Musica e gioco, musica e tennis. Due discipline apparentemente distanti eppure, come testimonia Debussy, così simili. L’avevano capito bene i due amici compositori George Gershwin e Arnold Schönberg, ottimi giocatori di tennis e amici-nemici sul rettangolo di gioco. I loro incontri iniziavano o si concludevano sempre con una partita sulla terra rossa. Ma cosa accomuna tennis e musica?

 



 

Prima di tutto la solitudine. Il tennis e la pratica strumentale richiedono un completo e totale isolamento, anche quando si svolgono davanti a tante persone. Sei solo contro il tuo avversario, o “contro” il pubblico, sei solo contro il tuo corpo che non ha diritto di lamentare stanchezza, paura o debolezza.
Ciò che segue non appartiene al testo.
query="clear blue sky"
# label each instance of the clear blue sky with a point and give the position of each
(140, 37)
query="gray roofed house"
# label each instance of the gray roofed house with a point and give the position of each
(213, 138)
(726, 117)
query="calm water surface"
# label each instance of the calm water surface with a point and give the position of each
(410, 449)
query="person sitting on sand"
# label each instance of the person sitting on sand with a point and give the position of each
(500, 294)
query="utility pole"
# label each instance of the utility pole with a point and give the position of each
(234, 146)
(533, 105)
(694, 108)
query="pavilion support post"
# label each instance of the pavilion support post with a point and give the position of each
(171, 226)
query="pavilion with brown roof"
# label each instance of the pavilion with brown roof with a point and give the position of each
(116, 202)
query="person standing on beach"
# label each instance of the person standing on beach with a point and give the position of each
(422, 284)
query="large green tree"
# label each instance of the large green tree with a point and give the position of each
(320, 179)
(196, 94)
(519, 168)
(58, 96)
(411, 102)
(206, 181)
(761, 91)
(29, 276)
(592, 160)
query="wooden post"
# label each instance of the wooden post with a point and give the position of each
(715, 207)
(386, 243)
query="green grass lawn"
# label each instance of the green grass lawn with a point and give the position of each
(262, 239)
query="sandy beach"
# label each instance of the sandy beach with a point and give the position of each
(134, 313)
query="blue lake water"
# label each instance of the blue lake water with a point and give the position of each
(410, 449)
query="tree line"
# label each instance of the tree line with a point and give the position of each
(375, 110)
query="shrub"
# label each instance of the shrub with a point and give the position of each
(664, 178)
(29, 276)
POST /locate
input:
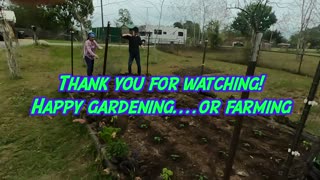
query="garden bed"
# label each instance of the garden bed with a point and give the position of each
(194, 147)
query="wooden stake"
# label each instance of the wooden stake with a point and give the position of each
(245, 95)
(204, 56)
(303, 120)
(72, 52)
(149, 34)
(106, 50)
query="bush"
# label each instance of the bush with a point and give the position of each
(117, 149)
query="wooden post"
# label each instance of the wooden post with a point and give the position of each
(149, 34)
(245, 95)
(303, 119)
(204, 56)
(106, 50)
(72, 32)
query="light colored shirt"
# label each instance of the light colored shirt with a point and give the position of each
(90, 49)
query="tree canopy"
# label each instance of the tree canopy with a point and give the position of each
(125, 17)
(256, 17)
(274, 36)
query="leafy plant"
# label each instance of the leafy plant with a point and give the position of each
(157, 139)
(109, 133)
(316, 161)
(307, 145)
(204, 140)
(202, 177)
(166, 174)
(174, 157)
(113, 119)
(117, 149)
(144, 126)
(258, 133)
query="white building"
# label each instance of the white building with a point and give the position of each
(163, 35)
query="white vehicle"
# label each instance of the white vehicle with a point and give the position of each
(163, 35)
(9, 16)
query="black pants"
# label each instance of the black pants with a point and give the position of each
(136, 56)
(90, 65)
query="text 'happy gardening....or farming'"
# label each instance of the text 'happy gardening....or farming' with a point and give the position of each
(209, 106)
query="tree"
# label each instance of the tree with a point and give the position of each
(254, 17)
(213, 31)
(44, 19)
(275, 36)
(307, 8)
(125, 17)
(178, 25)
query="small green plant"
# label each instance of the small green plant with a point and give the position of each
(174, 157)
(202, 177)
(316, 161)
(114, 119)
(157, 139)
(307, 145)
(223, 154)
(117, 149)
(144, 126)
(258, 133)
(166, 174)
(108, 134)
(204, 140)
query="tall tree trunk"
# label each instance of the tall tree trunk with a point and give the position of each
(9, 37)
(82, 29)
(301, 57)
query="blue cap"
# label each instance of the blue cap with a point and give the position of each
(91, 34)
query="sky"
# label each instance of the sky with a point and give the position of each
(148, 11)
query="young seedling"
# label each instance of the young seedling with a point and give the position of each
(166, 174)
(307, 145)
(108, 134)
(175, 157)
(204, 140)
(316, 161)
(223, 154)
(202, 177)
(117, 149)
(258, 133)
(157, 139)
(144, 126)
(113, 119)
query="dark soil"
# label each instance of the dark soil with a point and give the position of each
(195, 71)
(193, 145)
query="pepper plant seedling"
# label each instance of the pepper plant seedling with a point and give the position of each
(157, 139)
(166, 174)
(258, 133)
(144, 126)
(174, 157)
(307, 145)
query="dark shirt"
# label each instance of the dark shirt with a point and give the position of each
(134, 43)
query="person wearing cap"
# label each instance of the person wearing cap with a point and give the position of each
(89, 52)
(134, 44)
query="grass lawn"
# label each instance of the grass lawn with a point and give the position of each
(273, 60)
(40, 147)
(43, 148)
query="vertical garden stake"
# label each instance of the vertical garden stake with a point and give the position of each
(245, 95)
(303, 119)
(204, 56)
(72, 51)
(106, 50)
(149, 33)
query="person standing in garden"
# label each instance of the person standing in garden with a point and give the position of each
(89, 52)
(134, 51)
Sei solo con la tua anima: chi ha visto qualche partita di tennis o un solista in concerto, avrà notato più o meno espliciti labiali sulla bocca dei protagonisti.

 

Il ritmo. Il tennis come la musica si fonda sul ritmo e sulla sua rottura. In musica è decisivo per una esecuzione corretta, profonda, ma anche per discostarsi dal ritmo stesso. Nel tennis è fondamentale per non sprecare inutilmente energie, “logorare ai fianchi l’avversario” e darsi un ordine. È fondamentale che il ritmo, in musica come nel tennis, sia all’interno del protagonista. Al cuore che batte all’impazzata, si deve contrapporre un battito di fondo e un respiro controllato che non consegni a chi ti guarda/ascolta un colpo/un’esecuzione “nervosamente velocizzata”. Se nel tennis e nella musica perdi la testa è finita, come descritto da David Foster Wallace in “Tennis tv trigonometria tornado e altre cose divertenti che non farò mai più”.

 

Precisione. La distanza tra un tasto e l’altro del pianoforte o la posizione sulla corda di un violino (un millimetro più su o giù) determina l’esecuzione o meno della nota giusta. Ne determina l’intonazione. Così è per i tennisti. Il colpo perfetto è quello al limite tra la riga bianca e il rosso della terra. Il colpo che non sai mai se sia dentro o fuori. Il colpo perfetto però si genera dal colpire la pallina nel punto esatto. Una questione di “micrometri” direbbe sempre Wallace. 

 

Play tennis, play piano. In entrambi i casi, l’arte del gesto è fondamentale. Un gesto fatto in maniera errata, troppo lento o troppo affrettato, rigido o rilassato cambia completamente l’interpretazione. La gestualità non è solo durante l’esecuzione ma anche quella che precede il colpo, o l’attacco di un brano.

 

Infine il silenzio. Durante un concerto o durante uno scambio tra due tennisti il pubblico è in silenzio:  stima e rispetto verso quello che succede in campo, coscienza di stare davanti a qualcosa di grande.